L’agence fédérale d’enquête de l’Inde a arrêté un homme basé à Mumbai, qu’ils disent être un chef central dans un réseau de trafic transnational qui a canalisé des Indiens sans méfiance vers des composés de fraude en crypto au Myanmar.
Le Bureau central d’enquête a arrêté Sunil Nellathu Ramakrishnan, également connu sous le nom de Krish, jeudi après son retour en Inde, a déclaré l’agence dans un communiqué jeudi.
Ramakrishnan a joué un rôle central dans le transport des victimes de Delhi à Bangkok sous le prétexte d’un emploi légitime en Thaïlande, avant de les détourner vers des composés de fraude cybernétique dans la région de Myawaddy au Myanmar, en particulier un établissement connu sous le nom de KK Park, a déclaré la CBI.
Là, les victimes étaient forcées de mener des arnaques d’arrestation numériques, des fraudes romantiques et des schémas d’investissement en crypto ciblant des personnes dans le monde entier, y compris en Inde, tout en étant soumises à une détention illégale, des abus physiques et de sévères restrictions de mouvement.
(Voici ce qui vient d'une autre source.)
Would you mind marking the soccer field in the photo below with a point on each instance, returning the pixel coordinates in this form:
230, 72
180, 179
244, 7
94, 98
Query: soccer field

Des perquisitions à son domicile ont révélé des preuves numériques le liant aux opérations de trafic au Myanmar et au Cambodge, selon l’agence.
Les composés de fraude en Asie du Sud-Est, largement dépendants du travail forcé, sont devenus l’une des plus grandes industries de cybercriminalité organisée au monde.
La CBI a déclaré que plusieurs ressortissants indiens avaient réussi à s’échapper des composés au cours de l’année dernière et avaient été rapatriés de Thaïlande en mars et novembre de cette année-là.
Des interviews avec ces victimes ont informé le renseignement qui a conduit à l’identification et à l’arrestation de Ramakrishnan, a déclaré l’agence.
Traçage des réseaux élargis
La CBI a déclaré qu’elle continuait d’enquêter sur d’autres personnes accusées, y compris des ressortissants étrangers, et qu’elle travaillait à découvrir l’étendue complète des opérations s’étendant au Myanmar et au Cambodge.
« L’opportunité plus grande réside dans le renforcement de la capacité de forensic crypto », dans le cas de tels composés de fraude, a déclaré Vedang Vatsa, fondateur de Hashtag Web3, à Decrypt.
« Les outils de traçage de la blockchain font désormais partie intégrante des enquêtes à l’échelle mondiale, et les agences indiennes sont bien positionnées pour les utiliser alors qu’elles s’appuient sur leurs cadres existants », a déclaré Vatsa.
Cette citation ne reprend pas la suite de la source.